The last operative paragraph details the very specific requests for next years report, which give a strong mandate to the Secretariat to provide detailed implementation strategies and list specific parties to conflict that are committing patterns of sexual violence in an annex to the report.
For further details, refer to the content of the resolution and the summary of the debate and the resolution on our SCM page.
The 10th December is Human Rights Day and the culmination of the 16 days of activism, the theme of which this year has been militarism and the link to violence against women.

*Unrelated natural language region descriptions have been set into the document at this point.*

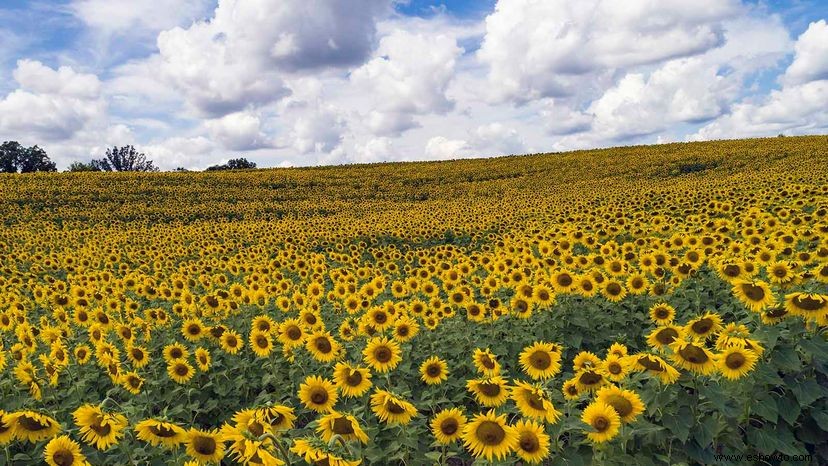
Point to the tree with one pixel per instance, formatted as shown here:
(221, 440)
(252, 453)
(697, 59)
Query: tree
(234, 164)
(82, 167)
(14, 157)
(124, 159)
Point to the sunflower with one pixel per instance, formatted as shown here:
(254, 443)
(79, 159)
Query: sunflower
(615, 368)
(434, 371)
(352, 381)
(6, 428)
(584, 360)
(291, 333)
(604, 421)
(174, 352)
(704, 326)
(662, 337)
(203, 359)
(533, 443)
(322, 346)
(32, 427)
(626, 403)
(613, 290)
(656, 366)
(392, 409)
(533, 402)
(570, 390)
(161, 433)
(488, 435)
(486, 362)
(692, 356)
(261, 343)
(137, 355)
(342, 424)
(662, 314)
(180, 371)
(405, 328)
(382, 354)
(192, 329)
(755, 295)
(541, 360)
(231, 341)
(811, 306)
(99, 429)
(204, 446)
(447, 425)
(63, 451)
(318, 394)
(735, 362)
(489, 391)
(132, 382)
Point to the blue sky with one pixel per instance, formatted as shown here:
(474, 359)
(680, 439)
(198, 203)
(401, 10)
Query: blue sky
(192, 84)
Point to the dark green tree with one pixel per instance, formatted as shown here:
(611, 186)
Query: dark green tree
(124, 159)
(17, 158)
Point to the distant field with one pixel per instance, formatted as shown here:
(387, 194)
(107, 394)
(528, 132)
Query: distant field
(642, 305)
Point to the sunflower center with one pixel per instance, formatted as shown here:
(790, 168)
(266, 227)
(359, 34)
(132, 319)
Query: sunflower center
(590, 378)
(434, 370)
(31, 424)
(735, 361)
(449, 426)
(63, 458)
(694, 354)
(204, 445)
(753, 292)
(535, 401)
(702, 326)
(343, 426)
(354, 379)
(393, 407)
(383, 354)
(540, 360)
(319, 396)
(529, 442)
(489, 389)
(807, 303)
(666, 336)
(323, 345)
(600, 423)
(621, 405)
(162, 431)
(490, 433)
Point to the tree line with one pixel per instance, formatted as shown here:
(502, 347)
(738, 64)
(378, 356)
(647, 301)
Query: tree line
(16, 158)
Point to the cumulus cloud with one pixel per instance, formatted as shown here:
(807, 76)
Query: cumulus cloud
(797, 108)
(50, 104)
(403, 84)
(811, 59)
(540, 49)
(237, 59)
(238, 131)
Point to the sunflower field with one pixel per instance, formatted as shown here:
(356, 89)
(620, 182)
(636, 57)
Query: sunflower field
(643, 305)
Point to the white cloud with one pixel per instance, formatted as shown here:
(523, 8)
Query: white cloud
(811, 59)
(50, 104)
(440, 147)
(539, 49)
(238, 58)
(125, 16)
(797, 108)
(402, 84)
(238, 131)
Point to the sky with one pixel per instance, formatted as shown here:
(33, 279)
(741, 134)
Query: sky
(193, 83)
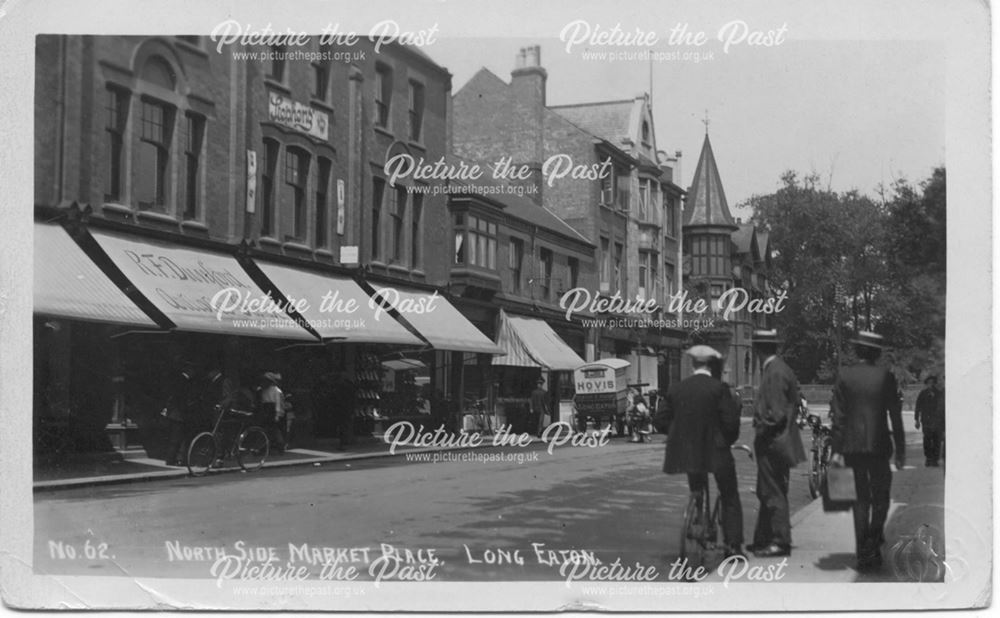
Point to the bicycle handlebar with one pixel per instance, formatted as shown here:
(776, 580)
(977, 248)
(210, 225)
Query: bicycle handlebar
(743, 447)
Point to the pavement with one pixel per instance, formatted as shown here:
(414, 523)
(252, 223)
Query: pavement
(823, 547)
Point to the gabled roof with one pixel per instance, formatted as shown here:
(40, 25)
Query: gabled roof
(706, 201)
(609, 120)
(745, 239)
(763, 238)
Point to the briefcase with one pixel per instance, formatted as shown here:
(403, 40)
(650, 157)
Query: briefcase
(837, 487)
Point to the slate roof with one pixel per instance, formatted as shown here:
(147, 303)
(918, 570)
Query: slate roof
(706, 202)
(608, 120)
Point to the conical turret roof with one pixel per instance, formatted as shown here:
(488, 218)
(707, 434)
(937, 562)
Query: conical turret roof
(706, 201)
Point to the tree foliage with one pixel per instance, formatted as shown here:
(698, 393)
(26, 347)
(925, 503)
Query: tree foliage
(852, 263)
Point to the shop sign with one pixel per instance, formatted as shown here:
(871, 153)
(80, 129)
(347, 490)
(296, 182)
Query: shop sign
(349, 254)
(297, 116)
(251, 181)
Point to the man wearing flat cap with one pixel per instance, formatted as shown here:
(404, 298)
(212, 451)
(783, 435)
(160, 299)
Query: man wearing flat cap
(702, 421)
(864, 396)
(778, 446)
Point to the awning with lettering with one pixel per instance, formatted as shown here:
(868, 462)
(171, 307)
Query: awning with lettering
(437, 320)
(530, 342)
(336, 307)
(200, 291)
(68, 284)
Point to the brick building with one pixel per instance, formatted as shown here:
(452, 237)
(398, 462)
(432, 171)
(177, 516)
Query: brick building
(629, 214)
(177, 172)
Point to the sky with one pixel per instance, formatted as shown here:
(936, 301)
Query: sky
(859, 113)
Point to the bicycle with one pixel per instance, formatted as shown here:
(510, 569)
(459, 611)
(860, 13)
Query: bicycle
(820, 454)
(700, 532)
(249, 447)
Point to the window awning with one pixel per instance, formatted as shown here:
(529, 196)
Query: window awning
(182, 282)
(68, 284)
(437, 320)
(530, 342)
(337, 306)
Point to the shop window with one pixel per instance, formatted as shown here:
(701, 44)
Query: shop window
(644, 199)
(619, 265)
(383, 95)
(608, 190)
(378, 193)
(643, 274)
(515, 262)
(152, 160)
(671, 206)
(115, 117)
(397, 210)
(194, 138)
(322, 201)
(605, 263)
(476, 242)
(276, 64)
(545, 260)
(416, 110)
(296, 176)
(416, 220)
(267, 189)
(321, 79)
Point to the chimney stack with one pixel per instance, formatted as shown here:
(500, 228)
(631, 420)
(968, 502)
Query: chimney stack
(527, 82)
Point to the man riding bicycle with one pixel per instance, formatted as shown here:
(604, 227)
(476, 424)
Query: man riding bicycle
(702, 420)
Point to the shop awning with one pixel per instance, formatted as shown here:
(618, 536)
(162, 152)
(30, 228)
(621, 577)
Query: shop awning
(337, 306)
(437, 320)
(68, 284)
(530, 342)
(200, 291)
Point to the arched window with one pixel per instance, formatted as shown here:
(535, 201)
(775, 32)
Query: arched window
(156, 125)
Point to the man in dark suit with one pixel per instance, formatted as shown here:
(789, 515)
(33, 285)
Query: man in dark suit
(778, 447)
(863, 397)
(930, 412)
(702, 421)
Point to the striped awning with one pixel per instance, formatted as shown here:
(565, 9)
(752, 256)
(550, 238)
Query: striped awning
(530, 342)
(437, 320)
(68, 284)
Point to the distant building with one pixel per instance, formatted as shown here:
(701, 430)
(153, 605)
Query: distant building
(722, 253)
(630, 215)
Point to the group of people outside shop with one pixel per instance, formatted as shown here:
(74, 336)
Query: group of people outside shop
(701, 417)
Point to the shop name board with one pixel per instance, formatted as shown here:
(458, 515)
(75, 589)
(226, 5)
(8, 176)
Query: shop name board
(588, 384)
(297, 116)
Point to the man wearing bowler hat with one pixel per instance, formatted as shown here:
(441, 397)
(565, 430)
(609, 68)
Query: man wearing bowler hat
(778, 447)
(701, 422)
(863, 397)
(930, 411)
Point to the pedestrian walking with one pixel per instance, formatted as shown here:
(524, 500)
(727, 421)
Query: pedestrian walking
(272, 409)
(540, 415)
(701, 423)
(930, 413)
(864, 396)
(778, 447)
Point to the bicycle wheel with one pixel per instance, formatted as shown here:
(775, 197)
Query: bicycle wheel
(252, 448)
(694, 530)
(201, 453)
(814, 475)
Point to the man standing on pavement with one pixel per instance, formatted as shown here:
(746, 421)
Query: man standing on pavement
(778, 446)
(930, 412)
(701, 422)
(862, 398)
(539, 406)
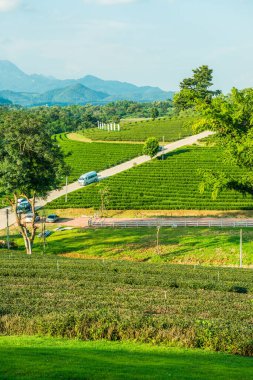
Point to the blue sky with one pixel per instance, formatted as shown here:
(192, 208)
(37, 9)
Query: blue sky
(146, 42)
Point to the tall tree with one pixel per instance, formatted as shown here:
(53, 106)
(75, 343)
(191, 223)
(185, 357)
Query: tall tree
(231, 117)
(31, 164)
(195, 89)
(154, 113)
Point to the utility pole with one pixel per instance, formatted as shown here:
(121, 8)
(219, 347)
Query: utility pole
(157, 238)
(66, 190)
(240, 248)
(43, 230)
(7, 229)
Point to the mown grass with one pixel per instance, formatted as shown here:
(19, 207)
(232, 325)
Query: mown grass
(195, 245)
(164, 129)
(45, 358)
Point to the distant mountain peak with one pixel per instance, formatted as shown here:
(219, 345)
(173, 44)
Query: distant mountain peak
(87, 89)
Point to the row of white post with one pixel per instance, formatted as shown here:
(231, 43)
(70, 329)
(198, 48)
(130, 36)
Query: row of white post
(108, 127)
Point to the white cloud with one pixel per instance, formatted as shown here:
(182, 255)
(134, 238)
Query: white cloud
(110, 2)
(8, 5)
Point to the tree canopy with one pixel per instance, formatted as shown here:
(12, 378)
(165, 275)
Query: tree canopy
(231, 117)
(31, 164)
(151, 147)
(195, 89)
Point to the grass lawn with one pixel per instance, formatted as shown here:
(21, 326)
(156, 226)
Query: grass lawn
(197, 246)
(45, 358)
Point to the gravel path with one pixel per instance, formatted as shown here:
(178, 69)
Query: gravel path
(108, 173)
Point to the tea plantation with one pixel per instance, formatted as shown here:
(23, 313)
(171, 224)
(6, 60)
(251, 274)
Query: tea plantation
(170, 128)
(85, 157)
(172, 183)
(93, 299)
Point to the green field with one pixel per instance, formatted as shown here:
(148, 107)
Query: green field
(44, 358)
(170, 129)
(85, 157)
(197, 246)
(172, 183)
(153, 303)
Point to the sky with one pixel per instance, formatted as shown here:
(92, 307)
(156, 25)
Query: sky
(145, 42)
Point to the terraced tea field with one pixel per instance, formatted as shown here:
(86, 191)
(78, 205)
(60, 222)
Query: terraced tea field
(169, 184)
(171, 129)
(91, 300)
(85, 157)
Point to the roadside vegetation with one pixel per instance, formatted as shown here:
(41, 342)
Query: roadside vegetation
(181, 245)
(84, 157)
(170, 184)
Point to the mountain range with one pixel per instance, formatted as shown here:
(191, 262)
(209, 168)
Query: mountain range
(17, 87)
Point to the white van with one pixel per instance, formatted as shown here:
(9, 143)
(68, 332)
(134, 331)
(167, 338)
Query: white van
(88, 178)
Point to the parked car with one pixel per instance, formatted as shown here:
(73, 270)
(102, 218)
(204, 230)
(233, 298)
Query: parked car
(23, 207)
(88, 178)
(52, 218)
(29, 218)
(45, 233)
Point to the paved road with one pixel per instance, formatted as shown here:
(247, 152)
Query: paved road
(85, 222)
(108, 173)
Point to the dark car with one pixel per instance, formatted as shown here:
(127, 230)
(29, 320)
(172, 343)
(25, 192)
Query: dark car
(52, 218)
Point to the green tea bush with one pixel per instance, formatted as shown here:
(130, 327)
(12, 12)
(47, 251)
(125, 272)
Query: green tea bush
(169, 184)
(91, 300)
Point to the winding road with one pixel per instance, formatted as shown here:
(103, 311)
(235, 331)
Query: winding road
(107, 173)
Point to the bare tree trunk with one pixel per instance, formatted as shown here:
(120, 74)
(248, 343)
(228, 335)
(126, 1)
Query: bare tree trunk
(33, 227)
(22, 226)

WILPF has been making these links since its foundation in 1915 and our critique is sadly as relevant now as it was then, it's just that the context and the tools to address the issues are different. This year will hardly be recalled as the year when great strides were made to address militarism, violence against women and the absolute necessity of upholding human rights, on the contrary. From the attack on a humanitarian flotilla, through the gendered horrors of the DRC, to the exposures made by WikiLeaks and the disgraceful and possibly illegal responses from the leading democracies, 2010 will not be a great year in the annals of human rights protections.
Since May, WILPF has made public statements and analysis to draw the threads of these issues together, not just to criticize but to give attention to the legal frameworks which exist to try to make sure that we move away from violent conflict as a pretext for security, and to give support to ways in which that quantum shift can be made.